(From my mom June 2011)
1 small eggplant, cut into 1-inch pieces
1 large zucchini, cut into 1/4-inch slices
4 plum tomatoes, chopped
1 medium sweet red pepper, cut into 1-inch pieces
1 medium sweet yellow pepper, cut into 1-inch pieces
1 medium Vidalia onion, chopped
4 tablespoons olive oil, divided
4 garlic cloves, minced
1/2 teaspoon salt
1/8 teaspoon pepper
2 sheets refrigerated pie pastry
2 tablespoons shredded Parmesan cheese
Minced fresh basil, optional
In a large bowl, combine the vegetables, 3 tablespoons oil, garlic, salt and pepper. Transfer to an ungreased baking pan. Bake at 450° for 25-30 minutes or until vegetables are tender and moisture has evaporated, stirring every 10 minutes.

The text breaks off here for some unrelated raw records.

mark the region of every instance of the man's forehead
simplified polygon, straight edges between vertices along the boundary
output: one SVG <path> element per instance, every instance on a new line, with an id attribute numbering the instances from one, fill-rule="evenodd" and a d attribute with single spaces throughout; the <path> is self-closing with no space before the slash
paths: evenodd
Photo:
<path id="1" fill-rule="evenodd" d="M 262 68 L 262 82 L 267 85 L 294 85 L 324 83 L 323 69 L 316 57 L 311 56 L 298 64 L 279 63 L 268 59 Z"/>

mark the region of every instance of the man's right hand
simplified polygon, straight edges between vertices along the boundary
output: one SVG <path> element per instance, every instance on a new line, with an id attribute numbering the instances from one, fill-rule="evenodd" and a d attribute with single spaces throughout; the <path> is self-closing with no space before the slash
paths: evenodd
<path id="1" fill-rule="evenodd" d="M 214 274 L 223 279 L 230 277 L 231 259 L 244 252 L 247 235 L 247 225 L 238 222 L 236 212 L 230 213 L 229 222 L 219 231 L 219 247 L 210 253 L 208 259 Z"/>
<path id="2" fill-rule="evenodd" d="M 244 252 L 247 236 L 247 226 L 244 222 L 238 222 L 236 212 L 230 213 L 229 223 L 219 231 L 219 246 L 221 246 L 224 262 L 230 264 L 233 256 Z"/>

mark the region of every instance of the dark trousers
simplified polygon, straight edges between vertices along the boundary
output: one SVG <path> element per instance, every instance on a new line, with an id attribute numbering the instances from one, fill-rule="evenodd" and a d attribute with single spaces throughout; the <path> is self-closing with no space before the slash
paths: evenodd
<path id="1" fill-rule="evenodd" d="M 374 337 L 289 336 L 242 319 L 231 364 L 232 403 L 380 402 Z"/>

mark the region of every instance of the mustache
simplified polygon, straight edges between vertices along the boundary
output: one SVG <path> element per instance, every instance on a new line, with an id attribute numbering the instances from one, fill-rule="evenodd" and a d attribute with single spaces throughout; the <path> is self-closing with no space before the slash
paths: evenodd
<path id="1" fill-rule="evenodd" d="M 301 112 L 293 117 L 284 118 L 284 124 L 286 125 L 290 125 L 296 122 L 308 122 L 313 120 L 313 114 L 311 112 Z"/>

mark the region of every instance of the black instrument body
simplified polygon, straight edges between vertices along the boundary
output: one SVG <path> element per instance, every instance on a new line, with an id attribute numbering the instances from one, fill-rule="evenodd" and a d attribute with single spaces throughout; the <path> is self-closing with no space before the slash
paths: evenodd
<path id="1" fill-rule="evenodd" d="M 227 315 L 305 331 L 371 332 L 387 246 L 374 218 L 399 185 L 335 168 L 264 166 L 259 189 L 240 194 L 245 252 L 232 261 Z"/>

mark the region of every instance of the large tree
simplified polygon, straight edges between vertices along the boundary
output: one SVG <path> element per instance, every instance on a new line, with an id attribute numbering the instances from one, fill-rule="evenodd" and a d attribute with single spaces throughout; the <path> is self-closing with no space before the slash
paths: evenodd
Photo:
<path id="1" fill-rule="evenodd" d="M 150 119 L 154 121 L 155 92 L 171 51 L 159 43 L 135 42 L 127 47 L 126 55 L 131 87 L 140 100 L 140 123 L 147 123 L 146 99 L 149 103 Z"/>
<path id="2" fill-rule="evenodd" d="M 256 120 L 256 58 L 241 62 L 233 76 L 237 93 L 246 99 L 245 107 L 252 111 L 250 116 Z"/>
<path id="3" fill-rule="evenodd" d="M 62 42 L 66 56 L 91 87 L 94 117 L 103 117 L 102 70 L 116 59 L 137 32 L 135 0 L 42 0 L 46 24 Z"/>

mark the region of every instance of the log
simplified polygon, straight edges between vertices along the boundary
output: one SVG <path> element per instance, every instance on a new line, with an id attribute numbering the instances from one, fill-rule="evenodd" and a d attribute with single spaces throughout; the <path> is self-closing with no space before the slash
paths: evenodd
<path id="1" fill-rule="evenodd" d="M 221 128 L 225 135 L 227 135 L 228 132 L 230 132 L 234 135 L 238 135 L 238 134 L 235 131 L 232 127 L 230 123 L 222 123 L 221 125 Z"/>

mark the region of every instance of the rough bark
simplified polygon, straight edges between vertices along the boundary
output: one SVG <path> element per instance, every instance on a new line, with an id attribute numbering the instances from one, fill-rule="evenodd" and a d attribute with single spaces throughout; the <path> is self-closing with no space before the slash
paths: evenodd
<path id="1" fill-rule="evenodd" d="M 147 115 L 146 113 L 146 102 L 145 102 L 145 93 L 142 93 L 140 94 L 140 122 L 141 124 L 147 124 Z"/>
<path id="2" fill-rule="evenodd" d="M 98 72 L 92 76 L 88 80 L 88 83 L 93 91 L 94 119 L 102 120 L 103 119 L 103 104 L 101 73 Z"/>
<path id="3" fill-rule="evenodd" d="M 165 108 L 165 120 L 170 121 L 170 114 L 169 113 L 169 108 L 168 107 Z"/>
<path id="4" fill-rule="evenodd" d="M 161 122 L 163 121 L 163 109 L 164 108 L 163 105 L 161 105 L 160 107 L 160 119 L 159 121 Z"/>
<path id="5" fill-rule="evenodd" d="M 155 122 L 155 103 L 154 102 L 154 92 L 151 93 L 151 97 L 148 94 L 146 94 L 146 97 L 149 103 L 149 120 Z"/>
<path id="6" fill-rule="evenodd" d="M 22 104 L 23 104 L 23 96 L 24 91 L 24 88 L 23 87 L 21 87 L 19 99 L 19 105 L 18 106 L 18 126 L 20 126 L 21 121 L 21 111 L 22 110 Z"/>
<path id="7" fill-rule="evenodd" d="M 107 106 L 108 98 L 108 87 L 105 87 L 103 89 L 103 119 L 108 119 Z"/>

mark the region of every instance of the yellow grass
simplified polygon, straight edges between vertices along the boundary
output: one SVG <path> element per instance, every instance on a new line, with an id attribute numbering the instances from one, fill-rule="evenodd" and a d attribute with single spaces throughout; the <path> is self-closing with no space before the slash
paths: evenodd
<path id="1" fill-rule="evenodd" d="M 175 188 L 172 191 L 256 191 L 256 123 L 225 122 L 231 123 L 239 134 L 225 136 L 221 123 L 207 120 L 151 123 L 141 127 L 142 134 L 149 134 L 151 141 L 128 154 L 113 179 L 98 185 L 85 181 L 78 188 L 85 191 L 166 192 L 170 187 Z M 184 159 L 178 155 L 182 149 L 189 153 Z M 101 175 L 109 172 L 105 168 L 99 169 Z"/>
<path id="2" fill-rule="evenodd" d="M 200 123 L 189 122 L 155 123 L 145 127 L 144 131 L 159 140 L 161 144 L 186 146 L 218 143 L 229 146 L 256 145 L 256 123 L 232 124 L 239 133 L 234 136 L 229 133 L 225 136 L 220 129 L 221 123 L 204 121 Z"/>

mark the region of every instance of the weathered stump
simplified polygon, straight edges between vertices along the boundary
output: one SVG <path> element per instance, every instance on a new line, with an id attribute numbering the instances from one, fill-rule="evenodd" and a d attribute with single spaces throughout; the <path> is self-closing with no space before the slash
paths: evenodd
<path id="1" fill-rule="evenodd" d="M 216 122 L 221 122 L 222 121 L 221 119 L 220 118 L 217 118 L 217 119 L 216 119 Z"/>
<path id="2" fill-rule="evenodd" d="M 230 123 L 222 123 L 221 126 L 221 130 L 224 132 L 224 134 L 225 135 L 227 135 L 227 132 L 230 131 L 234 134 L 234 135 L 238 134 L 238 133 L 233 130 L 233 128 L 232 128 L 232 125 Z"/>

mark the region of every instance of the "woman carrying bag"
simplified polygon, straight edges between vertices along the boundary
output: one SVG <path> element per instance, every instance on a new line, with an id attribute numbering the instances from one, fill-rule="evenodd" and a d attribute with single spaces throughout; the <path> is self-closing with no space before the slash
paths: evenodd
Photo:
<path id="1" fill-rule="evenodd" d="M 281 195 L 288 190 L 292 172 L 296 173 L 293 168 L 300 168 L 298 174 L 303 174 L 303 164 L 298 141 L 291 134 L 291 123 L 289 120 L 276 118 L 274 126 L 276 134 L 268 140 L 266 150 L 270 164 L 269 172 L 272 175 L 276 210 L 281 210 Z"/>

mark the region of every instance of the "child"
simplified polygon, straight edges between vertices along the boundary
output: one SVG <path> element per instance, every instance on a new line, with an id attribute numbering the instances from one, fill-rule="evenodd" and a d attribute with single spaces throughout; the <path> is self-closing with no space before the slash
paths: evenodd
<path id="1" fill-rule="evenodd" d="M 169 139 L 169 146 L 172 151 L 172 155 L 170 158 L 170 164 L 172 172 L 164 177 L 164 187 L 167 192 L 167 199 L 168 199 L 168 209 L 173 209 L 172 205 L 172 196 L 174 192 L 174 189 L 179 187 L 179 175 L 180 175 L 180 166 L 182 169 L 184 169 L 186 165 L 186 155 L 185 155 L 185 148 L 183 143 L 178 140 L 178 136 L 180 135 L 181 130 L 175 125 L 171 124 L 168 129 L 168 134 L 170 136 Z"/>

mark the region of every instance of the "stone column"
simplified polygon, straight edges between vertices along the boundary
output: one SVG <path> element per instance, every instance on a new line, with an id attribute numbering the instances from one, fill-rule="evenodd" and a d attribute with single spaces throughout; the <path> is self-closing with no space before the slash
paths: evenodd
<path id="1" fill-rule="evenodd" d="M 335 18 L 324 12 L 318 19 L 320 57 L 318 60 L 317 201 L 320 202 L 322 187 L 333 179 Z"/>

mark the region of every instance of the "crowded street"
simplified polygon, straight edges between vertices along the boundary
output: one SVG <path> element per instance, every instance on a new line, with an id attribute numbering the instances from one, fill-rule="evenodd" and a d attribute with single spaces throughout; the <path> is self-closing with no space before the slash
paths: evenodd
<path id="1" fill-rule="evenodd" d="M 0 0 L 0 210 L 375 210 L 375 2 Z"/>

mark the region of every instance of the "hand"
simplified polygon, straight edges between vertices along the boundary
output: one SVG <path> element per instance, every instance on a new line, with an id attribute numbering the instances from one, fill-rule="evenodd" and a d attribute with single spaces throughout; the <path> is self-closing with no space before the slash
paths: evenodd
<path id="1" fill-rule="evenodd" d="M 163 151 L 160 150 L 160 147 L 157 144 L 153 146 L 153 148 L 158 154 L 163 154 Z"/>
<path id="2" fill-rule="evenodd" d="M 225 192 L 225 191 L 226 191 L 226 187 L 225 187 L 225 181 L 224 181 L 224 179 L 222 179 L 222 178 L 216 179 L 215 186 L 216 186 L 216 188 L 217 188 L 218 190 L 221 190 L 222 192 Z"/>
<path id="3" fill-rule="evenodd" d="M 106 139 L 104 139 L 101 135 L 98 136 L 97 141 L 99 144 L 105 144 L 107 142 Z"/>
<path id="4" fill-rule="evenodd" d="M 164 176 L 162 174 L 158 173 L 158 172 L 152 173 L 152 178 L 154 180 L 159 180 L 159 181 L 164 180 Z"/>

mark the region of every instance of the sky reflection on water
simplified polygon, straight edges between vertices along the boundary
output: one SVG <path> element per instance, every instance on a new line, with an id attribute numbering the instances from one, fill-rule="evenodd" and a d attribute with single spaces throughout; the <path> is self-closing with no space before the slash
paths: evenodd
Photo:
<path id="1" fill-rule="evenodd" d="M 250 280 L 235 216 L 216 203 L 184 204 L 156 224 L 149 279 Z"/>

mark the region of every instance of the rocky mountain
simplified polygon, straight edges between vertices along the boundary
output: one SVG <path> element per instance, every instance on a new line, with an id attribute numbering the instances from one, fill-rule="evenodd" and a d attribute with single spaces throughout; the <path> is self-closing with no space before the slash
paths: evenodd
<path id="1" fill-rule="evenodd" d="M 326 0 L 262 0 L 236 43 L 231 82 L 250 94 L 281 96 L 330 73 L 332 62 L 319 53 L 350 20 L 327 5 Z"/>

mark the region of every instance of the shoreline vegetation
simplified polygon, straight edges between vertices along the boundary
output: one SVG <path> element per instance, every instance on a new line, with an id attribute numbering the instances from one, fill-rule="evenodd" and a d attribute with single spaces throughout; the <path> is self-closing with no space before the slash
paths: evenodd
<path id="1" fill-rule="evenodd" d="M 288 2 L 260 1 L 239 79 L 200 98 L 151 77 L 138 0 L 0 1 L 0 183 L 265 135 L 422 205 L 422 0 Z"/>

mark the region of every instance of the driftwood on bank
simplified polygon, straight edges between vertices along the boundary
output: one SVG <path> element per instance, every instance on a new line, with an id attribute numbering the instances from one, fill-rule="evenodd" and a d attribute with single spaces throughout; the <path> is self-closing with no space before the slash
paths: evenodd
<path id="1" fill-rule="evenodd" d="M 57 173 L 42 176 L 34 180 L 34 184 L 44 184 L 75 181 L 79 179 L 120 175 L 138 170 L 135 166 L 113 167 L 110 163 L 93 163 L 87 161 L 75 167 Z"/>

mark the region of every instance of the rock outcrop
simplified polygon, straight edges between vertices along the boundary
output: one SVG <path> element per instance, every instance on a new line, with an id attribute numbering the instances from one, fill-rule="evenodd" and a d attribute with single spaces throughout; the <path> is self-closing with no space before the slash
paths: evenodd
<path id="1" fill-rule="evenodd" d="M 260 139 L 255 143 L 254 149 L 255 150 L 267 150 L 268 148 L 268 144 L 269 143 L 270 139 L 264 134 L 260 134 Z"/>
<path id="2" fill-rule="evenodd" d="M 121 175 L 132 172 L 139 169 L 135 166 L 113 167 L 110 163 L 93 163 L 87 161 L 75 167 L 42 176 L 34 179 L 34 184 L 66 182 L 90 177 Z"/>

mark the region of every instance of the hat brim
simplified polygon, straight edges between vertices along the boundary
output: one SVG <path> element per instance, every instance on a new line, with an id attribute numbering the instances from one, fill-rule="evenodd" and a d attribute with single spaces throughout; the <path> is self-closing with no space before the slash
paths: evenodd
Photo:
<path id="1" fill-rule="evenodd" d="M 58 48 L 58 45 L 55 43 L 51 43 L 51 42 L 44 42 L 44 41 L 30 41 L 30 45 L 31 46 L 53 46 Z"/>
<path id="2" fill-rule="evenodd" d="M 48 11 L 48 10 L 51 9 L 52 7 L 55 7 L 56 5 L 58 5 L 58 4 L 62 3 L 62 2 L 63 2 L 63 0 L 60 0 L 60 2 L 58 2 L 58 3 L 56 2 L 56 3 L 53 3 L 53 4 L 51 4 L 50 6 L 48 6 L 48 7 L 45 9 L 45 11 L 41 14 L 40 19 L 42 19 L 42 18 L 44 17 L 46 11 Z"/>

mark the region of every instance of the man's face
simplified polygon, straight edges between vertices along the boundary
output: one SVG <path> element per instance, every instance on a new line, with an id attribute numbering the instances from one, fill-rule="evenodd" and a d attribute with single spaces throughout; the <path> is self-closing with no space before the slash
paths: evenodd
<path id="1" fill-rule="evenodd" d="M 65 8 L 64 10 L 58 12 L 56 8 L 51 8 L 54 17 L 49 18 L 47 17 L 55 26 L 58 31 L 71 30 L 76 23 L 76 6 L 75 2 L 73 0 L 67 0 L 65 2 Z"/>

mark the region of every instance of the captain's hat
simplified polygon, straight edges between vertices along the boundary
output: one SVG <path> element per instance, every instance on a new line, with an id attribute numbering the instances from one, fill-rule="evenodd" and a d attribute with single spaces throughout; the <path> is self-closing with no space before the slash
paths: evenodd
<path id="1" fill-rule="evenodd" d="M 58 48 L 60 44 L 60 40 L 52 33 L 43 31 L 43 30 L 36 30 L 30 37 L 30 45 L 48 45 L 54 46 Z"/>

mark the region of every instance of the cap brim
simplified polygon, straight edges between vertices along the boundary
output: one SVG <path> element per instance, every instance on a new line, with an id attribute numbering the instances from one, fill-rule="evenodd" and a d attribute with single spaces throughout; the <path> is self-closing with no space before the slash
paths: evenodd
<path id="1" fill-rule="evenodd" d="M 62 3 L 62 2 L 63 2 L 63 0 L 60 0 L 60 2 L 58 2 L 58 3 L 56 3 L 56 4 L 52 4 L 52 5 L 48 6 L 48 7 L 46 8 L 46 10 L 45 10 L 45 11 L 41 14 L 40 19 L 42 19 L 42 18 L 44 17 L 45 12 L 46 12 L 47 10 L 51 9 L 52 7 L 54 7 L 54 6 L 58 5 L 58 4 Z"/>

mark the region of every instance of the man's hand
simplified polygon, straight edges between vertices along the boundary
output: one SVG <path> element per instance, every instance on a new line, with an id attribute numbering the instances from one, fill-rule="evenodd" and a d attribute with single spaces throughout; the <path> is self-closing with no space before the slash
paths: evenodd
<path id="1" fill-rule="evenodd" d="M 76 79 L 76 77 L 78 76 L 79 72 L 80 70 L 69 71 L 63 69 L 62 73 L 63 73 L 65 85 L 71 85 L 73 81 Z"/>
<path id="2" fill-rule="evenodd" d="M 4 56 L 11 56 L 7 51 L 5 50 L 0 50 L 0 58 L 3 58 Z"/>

Lightly grease a rectangular pan; place pastry on prepared pan. Spoon vegetable mixture over pastry to within 1-1/2 inch of edges. Fold up edges of pastry over filling, leaving center uncovered. Brush pastry with remaining oil.
Bake at 450° for 20-25 minutes or until crust is golden brown. Sprinkle with Parmesan. Cut into squares. Garnish with basil if desired. Yield: 8 servings.